Una possibile soluzione alla guerra dei dazi con gli Stati Uniti è agire su leve come difesa ed energia senza dimenticare le big tech. “Quello che abbiamo detto al presidente del Consiglio è di cercare comunque una soluzione – ha aggiunto – credo ci siano delle possibilità, che comunque sono state anche individuate. Sulle spese della difesa oggi l’Europa sta comprando l’80% dagli Stati Uniti, credo che sia impensabile trasformare la nostra industria della difesa dal mattino alla sera e generarla tutta in Europa, quindi continuare a comprare difesa dagli Stati Uniti”. Inoltre, “ci sarà un processo sull’acquisto di energia verso gli Stati Uniti. Altro tema è sicuramente trovare una soluzione per le big tech perché ci possa essere un accordo di mediazione. Il saldo è negativo dall’Europa verso gli Stati Uniti”.
Quanto al tema industriale, dopo 25 mesi di calo della produttività Orsini invoca “un po’ di responsabilità da parte di tutti”, aggiungendo: “Noi dobbiamo fare il nostro mestiere: continuare a investire. Deve esserci il dialogo con tutti. Serve un piano industriale per il Paese per i prossimi tre anni, mettere al centro misure semplici che i nostri imprenditori possano utilizzare”.

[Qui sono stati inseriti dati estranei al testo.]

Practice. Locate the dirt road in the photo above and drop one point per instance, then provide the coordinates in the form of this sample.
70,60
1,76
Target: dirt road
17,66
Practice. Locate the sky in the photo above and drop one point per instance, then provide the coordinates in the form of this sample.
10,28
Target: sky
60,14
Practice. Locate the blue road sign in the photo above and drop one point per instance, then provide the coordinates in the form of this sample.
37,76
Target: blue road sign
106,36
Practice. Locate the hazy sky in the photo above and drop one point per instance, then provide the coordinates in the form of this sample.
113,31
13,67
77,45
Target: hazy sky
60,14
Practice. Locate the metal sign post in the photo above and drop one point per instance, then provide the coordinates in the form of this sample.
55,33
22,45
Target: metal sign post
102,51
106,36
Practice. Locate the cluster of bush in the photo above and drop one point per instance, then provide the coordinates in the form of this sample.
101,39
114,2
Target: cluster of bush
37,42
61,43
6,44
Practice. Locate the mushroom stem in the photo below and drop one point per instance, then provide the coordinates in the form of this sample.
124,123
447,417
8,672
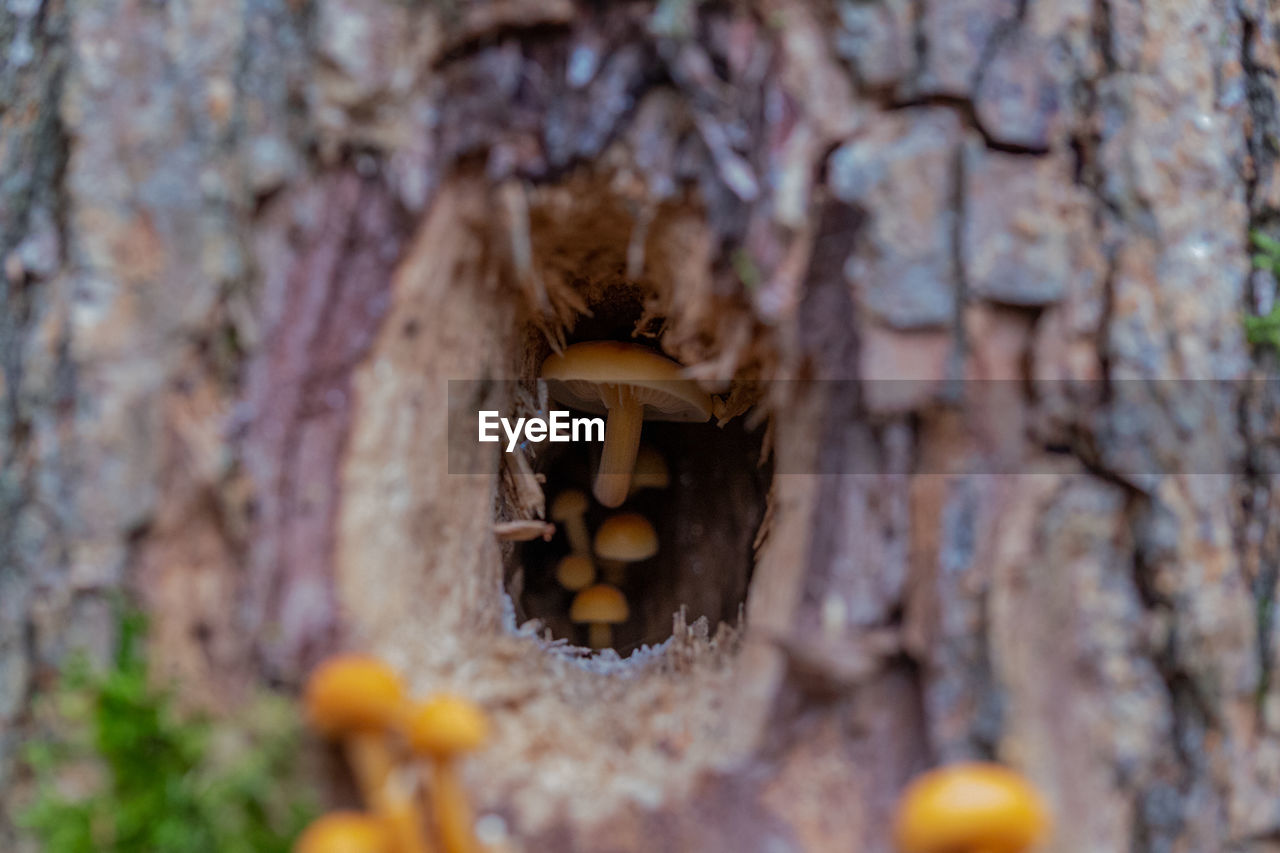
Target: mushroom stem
373,765
370,762
621,442
599,635
579,537
452,811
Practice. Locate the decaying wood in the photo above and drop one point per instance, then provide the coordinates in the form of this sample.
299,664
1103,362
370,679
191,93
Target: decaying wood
245,246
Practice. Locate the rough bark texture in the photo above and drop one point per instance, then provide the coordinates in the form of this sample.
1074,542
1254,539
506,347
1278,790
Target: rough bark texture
245,243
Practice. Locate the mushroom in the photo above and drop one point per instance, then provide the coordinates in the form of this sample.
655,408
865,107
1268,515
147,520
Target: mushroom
622,538
344,833
568,507
969,808
627,383
360,701
442,729
650,470
575,571
599,607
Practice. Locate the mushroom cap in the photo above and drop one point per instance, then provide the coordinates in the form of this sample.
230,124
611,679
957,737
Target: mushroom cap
626,537
969,806
575,571
599,603
575,377
568,503
650,471
344,833
353,693
447,725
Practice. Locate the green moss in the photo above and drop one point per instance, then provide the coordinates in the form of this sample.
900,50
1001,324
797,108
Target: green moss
1264,329
127,772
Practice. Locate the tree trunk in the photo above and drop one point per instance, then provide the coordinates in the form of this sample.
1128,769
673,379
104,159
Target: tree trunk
979,264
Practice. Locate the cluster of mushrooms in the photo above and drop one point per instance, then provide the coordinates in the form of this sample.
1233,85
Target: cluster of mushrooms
401,753
629,384
621,539
362,703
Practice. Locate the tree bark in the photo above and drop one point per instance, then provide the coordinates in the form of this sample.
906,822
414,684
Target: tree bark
1002,243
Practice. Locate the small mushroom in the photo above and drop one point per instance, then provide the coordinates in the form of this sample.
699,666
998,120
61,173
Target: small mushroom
969,808
360,701
622,538
599,607
344,833
568,507
627,383
650,470
575,571
442,729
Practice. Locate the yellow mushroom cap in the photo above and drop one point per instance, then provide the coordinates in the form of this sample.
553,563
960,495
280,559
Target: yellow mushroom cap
446,725
600,603
575,571
568,503
353,693
650,471
344,833
575,377
970,807
626,537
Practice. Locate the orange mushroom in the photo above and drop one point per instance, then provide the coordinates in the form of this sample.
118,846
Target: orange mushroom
970,808
627,383
344,833
360,701
442,729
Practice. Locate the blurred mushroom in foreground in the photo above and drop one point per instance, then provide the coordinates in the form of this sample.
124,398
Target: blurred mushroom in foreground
970,808
442,729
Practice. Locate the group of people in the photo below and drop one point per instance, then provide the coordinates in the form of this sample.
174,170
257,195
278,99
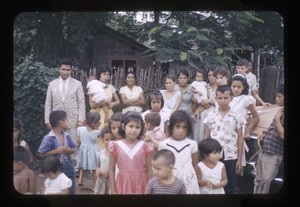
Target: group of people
191,140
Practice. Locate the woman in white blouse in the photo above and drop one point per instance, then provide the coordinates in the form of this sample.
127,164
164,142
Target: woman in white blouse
132,96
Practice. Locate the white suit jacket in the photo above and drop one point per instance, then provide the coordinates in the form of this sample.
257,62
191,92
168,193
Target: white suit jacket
74,103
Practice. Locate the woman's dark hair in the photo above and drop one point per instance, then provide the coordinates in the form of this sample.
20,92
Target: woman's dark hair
180,116
156,95
239,77
183,72
102,69
131,116
207,146
134,75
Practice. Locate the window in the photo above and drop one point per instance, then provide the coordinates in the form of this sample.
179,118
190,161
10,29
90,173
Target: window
129,65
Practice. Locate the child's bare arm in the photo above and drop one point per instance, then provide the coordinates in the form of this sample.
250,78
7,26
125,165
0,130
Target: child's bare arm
223,181
279,126
240,143
65,191
207,131
149,167
112,170
195,161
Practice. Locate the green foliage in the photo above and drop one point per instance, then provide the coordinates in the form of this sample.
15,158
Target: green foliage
30,84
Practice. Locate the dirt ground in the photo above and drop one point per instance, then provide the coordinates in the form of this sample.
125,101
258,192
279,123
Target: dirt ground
87,187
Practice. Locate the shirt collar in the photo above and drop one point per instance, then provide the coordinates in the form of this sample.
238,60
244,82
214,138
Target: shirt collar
67,80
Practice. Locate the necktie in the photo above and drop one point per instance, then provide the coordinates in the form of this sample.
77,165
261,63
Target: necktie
64,90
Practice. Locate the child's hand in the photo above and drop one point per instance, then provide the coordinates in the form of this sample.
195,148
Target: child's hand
62,150
209,184
260,135
266,104
98,172
147,139
279,113
105,175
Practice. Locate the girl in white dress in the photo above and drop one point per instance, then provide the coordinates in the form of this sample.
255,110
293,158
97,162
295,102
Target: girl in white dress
184,149
132,96
87,157
212,174
243,103
102,185
57,182
172,97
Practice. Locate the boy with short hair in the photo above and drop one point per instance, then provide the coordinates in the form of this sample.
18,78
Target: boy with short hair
225,125
60,144
153,134
271,157
24,178
164,182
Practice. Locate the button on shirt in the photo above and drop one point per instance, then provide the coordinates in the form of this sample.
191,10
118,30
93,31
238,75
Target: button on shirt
61,82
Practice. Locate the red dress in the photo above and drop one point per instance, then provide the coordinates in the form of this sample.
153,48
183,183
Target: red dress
131,160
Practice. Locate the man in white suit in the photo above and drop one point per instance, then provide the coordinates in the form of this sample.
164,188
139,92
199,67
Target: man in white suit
66,93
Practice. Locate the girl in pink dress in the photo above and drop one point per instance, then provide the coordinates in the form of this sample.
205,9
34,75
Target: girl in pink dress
132,155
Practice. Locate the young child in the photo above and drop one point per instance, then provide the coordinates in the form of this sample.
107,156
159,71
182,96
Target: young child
58,143
155,104
241,68
96,89
153,132
114,124
271,157
57,182
199,86
132,155
24,178
164,182
17,138
87,157
200,92
222,75
184,149
212,174
225,125
102,185
172,97
242,103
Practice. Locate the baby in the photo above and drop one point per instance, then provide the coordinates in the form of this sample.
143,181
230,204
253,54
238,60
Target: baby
96,89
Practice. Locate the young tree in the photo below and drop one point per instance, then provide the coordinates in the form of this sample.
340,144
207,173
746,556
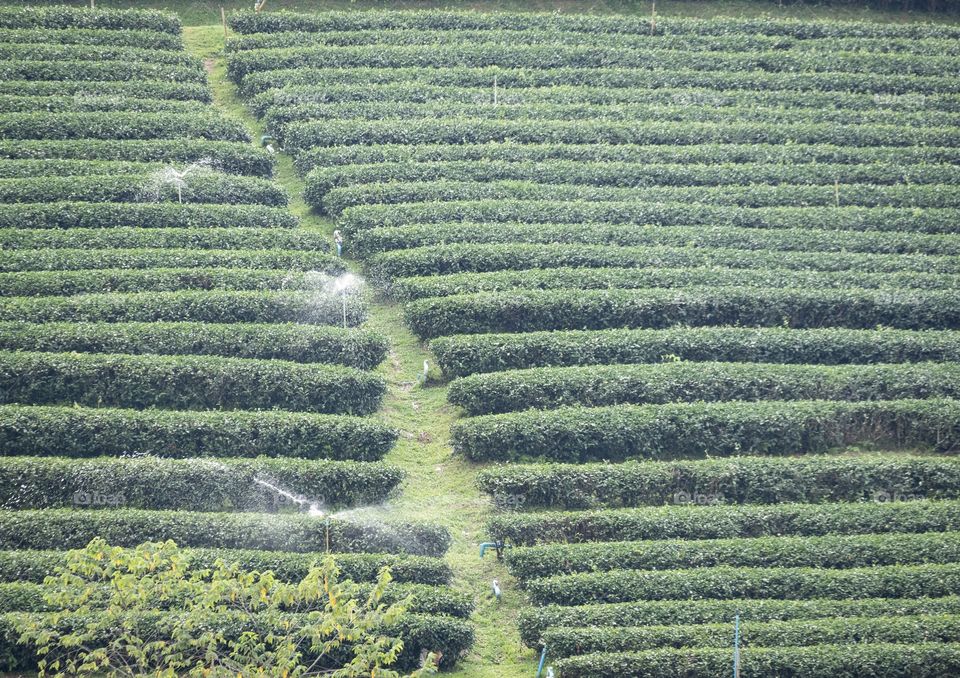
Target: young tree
131,612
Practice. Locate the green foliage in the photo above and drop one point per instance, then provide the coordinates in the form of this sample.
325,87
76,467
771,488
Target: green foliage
227,156
536,621
621,432
345,633
35,566
117,126
737,480
202,187
837,552
673,382
920,660
616,586
85,432
186,382
188,305
688,520
536,310
68,215
568,642
467,354
70,528
191,484
358,348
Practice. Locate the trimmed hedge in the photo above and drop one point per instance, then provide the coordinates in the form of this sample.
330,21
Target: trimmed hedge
836,552
303,135
186,382
420,633
59,282
536,621
34,272
757,195
35,566
467,354
419,599
674,382
322,180
803,239
694,521
149,89
70,529
620,586
149,39
627,78
191,484
190,305
569,642
87,432
68,215
77,17
920,660
533,310
358,348
128,238
708,153
245,22
934,220
737,480
226,156
724,429
95,71
420,287
117,126
208,187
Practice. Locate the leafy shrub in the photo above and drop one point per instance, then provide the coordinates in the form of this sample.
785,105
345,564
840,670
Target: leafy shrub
66,215
358,348
117,126
199,306
544,388
921,660
69,528
693,521
836,552
186,382
535,310
534,622
724,429
200,188
737,480
34,566
86,432
227,156
569,642
466,354
891,581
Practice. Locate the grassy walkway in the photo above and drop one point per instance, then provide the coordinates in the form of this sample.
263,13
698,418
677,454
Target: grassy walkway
439,486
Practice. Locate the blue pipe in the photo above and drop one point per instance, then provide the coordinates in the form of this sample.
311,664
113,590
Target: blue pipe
543,658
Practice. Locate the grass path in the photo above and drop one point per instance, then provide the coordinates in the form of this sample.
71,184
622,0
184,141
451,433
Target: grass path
439,487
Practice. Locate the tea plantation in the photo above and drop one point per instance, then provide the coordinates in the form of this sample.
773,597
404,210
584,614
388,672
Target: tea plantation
179,359
696,284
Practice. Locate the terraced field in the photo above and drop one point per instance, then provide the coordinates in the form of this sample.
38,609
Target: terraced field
696,286
179,359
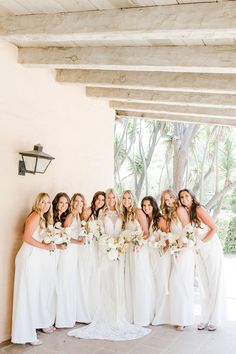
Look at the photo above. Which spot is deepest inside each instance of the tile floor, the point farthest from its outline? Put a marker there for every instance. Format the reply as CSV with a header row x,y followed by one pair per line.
x,y
162,339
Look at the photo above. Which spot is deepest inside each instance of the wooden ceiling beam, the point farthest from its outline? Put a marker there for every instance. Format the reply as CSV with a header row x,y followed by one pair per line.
x,y
211,59
163,97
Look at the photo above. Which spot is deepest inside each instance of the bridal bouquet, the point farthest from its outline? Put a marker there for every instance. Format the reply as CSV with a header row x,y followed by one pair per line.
x,y
96,228
188,237
137,240
112,246
86,232
174,243
57,235
159,241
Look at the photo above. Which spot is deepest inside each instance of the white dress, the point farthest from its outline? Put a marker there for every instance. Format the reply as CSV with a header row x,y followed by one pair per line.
x,y
34,290
209,261
139,283
109,322
67,277
84,313
181,284
161,265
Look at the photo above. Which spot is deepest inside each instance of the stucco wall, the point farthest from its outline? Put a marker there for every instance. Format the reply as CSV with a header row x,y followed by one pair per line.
x,y
76,130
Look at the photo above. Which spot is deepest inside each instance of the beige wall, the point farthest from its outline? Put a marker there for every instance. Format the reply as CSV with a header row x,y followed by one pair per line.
x,y
76,130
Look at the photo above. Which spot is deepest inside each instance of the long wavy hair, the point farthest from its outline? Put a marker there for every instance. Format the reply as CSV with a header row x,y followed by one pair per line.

E a proposito di dialogo, sulla produttività “non troviamo il sindacato”, che sollecita a ragionare sul tema, ma “speriamo di trovarlo presto”. “Dobbiamo fare contratti di produttività, che non vuol dire far andare le persone a doppia velocità, ma che il premio di produttività sia anche defiscalizzato. A quel punto noi troviamo la soluzione”. Il leader degli imprenditori ha poi sottolineato l’urgenza di “togliere i contratti pirata”.
Infine sul tema della sicurezza, che definisce “è un disastro”, ha annunciato un incontro: “Dobbiamo fare prevenzione, credo che tutti noi, quando parliamo di incidenti sul lavoro, l’unica cosa che non vogliamo è la gente che va a farsi male durante il lavoro. Su questo dobbiamo lavorare subito”.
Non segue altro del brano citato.